6. See, e.g., Longaker, 872 F. Supp. 2d at 819-20 (dismissing an MHRA claim by a plaintiff whose only Minnesota connection was a clause in his employment agreement providing that Minnesota law would govern disputes and that Minnesota was the exclusive jurisdiction for disputes and claims); Arnold, 2002 WL 1576141, at *2-4 (dismissing MHRA claims by plaintiffs whose only Minnesota connections were that the defendant's headquarters were located in Minnesota and the discriminatory policies "emanated" from Minnesota); MacNab, 2002 WL 534885, at *2 (dismissing an MHRA claim by a plaintiff whose only Minnesota connection was that the company she worked for was a wholly owned subsidiary of a company that was a wholly owned subsidiary of a company that owned a Minnesota corporation); Harrington, 2003 WL 22016032, at *2 n.1 (acknowledging that the state district court dismissed the plaintiff's MHRA claim because the plaintiff did not reside in Minnesota and the alleged discriminatory act occurred in California).

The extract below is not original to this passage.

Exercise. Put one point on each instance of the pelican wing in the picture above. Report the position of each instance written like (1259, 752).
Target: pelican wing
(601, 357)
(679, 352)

7. At the hearing on this motion, CFMOTO argued that the Court should disregard Lindsey's reply brief because he filed it without seeking prior permission from the Court. See D. Minn. LR 7.1(b)(3) ("Except with the court's prior permission, a party must not file a reply memorandum in support of a nondispositive motion."). In the interest of having all facts and arguments before it, the Court will consider Lindsey's reply brief. However, the Court warns Lindsey that he must comply with all procedural requirements going forward.

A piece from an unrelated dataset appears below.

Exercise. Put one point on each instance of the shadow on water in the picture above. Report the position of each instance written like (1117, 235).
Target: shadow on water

8. When Beaulieu was decided, a prior version of the MHRA was in effect. Although the statute was subsequently updated and re-codified, the provisions applicable to probable cause determinations and timeliness have not changed. Compare Minn. Stat. § 363.06, subdivs. 1-4 (1996), with Minn. Stat. § 363A.28, subdivs. 1-3, 6. Moreover, courts have continued to rely on Beaulieu. See, e.g., Powers-Potter v. Nash Finch Co., No. 14-0339, 2014 WL 2003063, at *1 (D. Minn. May 14, 2014), reconsideration denied, No. 14-0339, 2014 WL 2106300 (D. Minn. May 20, 2014).

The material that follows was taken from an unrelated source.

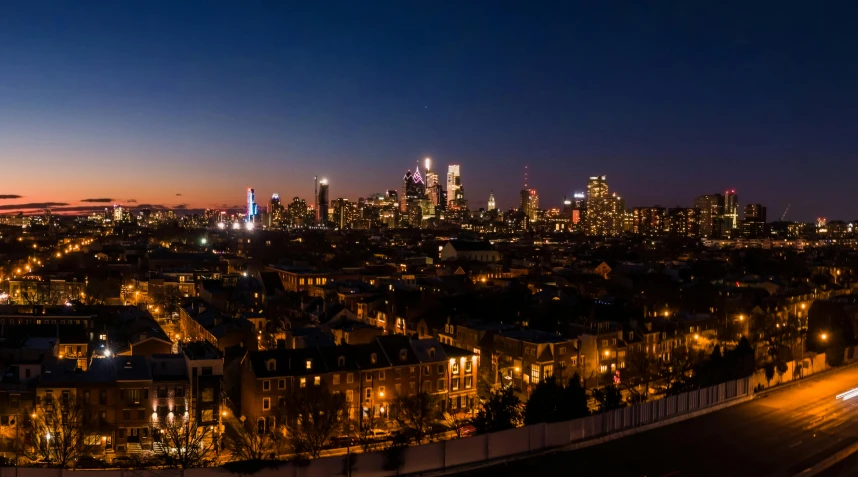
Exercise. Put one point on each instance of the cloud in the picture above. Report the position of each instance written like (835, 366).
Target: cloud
(32, 205)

9. Montgomery v. Indep. Sch. Dist. No. 709, 109 F.Supp.2d 1081, 1101 (D. Minn. 2000) (distinguishing Beaulieu because the instant action involved "a claim filed in court by an individual plaintiff" and not "a charge prosecuted administratively by the MDHR itself"); see also Chavira v. Crown Cork & Seal USA, Inc., No. 13-1734, 2015 WL 4920094, at *7 (D. Minn. Aug. 18, 2015) ("Beaulieu has no application in this case, which is a civil action brought by an individual plaintiff rather than a charge prosecuted by the MDHR"); Acker v. Envtl. Res. Mgmt., Inc., 93 F.Supp.3d 1060, 1064 (D. Minn. 2015) ("Beaulieu involved a charge prosecuted by the MDHR rather than a civil action filed by an individual plaintiff.").